Title : In vitro characterization of the SARS-CoV-2 nucleocapsid protein
Abstract:
Severe acute respiratory syndrome coronavirus 2 (SARS-CoV-2) is a positive-sense single-stranded RNA virus with a genome size of approximately 30 kilobases. The genome encodes non-structural proteins at its 5’ end and structural proteins at its 3’ end. Among the structural proteins, the nucleocapsid (N) protein is crucial for viral genome packaging and is highly expressed in infected cells. The N protein is known to interact with the viral genomic RNA to form a ribonucleoprotein (RNP) complex that plays a crucial role in viral RNA packaging.
The RNP complex is formed by the binding of multiple N protein molecules to the viral RNA, and this complex is then enclosed within the viral envelope to form the infectious virion. In addition to its role in nucleocapsid formation, we demonstrate that SARS-CoV-2 N protein exhibits RNA chaperone activity similar to the SARS-CoV N protein.

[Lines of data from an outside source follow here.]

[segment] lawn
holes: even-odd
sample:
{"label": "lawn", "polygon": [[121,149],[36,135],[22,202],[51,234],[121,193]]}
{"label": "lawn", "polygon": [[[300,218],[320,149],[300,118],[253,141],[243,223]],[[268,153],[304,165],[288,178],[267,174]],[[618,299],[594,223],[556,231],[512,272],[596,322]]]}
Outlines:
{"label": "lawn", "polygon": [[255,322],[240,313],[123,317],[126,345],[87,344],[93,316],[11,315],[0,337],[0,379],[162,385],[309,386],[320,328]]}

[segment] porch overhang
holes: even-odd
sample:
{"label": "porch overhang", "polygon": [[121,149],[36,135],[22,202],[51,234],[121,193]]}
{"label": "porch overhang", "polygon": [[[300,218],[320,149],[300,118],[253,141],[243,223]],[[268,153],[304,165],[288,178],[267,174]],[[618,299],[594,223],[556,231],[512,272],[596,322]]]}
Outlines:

Our study shows that SARS-CoV-2 full-length N protein enhances RNA hybridization, and its C-terminal domain is sufficient to promote RNA annealing. We also observed that the N protein alters RNA structure, thereby contributing to RNA folding and functionality by displacing RNA chaperone activity. These findings provide insights into the multifunctional roles of SARS-CoV-2 N protein in viral replication and pathogenesis.
Audience Take Away:
- Understanding the structure and function of the nucleocapsid protein is critical for developing effective diagnostic and therapeutic tools against SARS-CoV-2 and potential following viruses.
- The study demonstrates that SARS-CoV-2 N exhibits RNA chaperone activity, which alters RNA structure and contributes to RNA folding and functionality. This information could be valuable in designing treatments that target the N protein and its effect on RNA function.
- We provide new information on the N protein’s role in viral genome packaging, which is crucial for the virus’ replication and survival, and understanding this process could help develop treatments that disrupt this step in the viral life cycle.